Abstract:
One of the great accomplishments of civilization is to force its members to work and save more than they otherwise might. It does this, first and foremost, through property law, which restricts the access of ordinary members to the necessities of life unless they work. In exchange, civilization facilitates the accumulation of social capital, making work more productive and life ultimately more pleasant. Property deprives humans of their natural liberty to hunt and gather. Taxation permits civilization to make payment for this deprivation and justify the resulting forced labor. This is civilization’s grand bargain.
The foregoing theory, if true, has at least two important implications.

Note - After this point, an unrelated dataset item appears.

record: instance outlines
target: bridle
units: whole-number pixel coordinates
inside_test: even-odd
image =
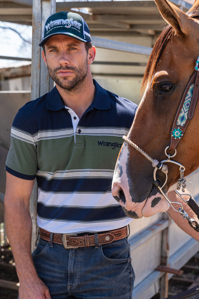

First, in Anarchy, State, and Utopia, Robert Nozick famously asserts that ‘[s]eizing the results of someone’s labor [eg, taxing them] is equivalent to seizing hours from him and directing him to carry on various activities’. This, he claims, is illegitimate. He intends, of course, to apply this claim only to explicit taxation. But to the extent my theory is true, he must perforce assert that the grand bargain upon which civilization is based is itself illegitimate. I assert, to the contrary, that the uneven distribution of property rights without the creation of social capital is theft, and that taxation, explicit or implicit, facilitates the creation of such capital.
Second, optimal tax theory is based in part on the assumption that the amount members would work and save in the absence of tax maximizes preference satisfaction and therefore welfare. To the extent tax distorts such choices, the argument goes, it is welfare-reducing. But taking only half of the grand bargain as one’s baseline is intellectually incoherent. It is the essence of that bargain to change mankind’s natural preferences with respect to work and savings. My theory, if true, implies, among other things, that: (1) lump sum taxation is not welfare-maximizing, (2) taking distributive consequences into account in structuring non-tax law is not necessarily welfare-reducing, (3) income from capital should be taxed at the same or higher rates as income from labor and may be so taxed without reducing investment in social capital, and (4) optimal tax theory claims founded on the assumption that taxation is inherently distortive – for example, Harberger’s tax deadweight loss conclusion or Mirrlees’ conclusion that progressive marginal tax rates reduce welfare – require significant qualification.
Seto, Theodore P, A Forced Labor Theory of Property and Taxation (February 3, 2016). The Philosophy of Tax Law (Oxford University Press 2016), forthcoming; Loyola Law School, Los Angeles Legal Studies Research Paper No 2016-04.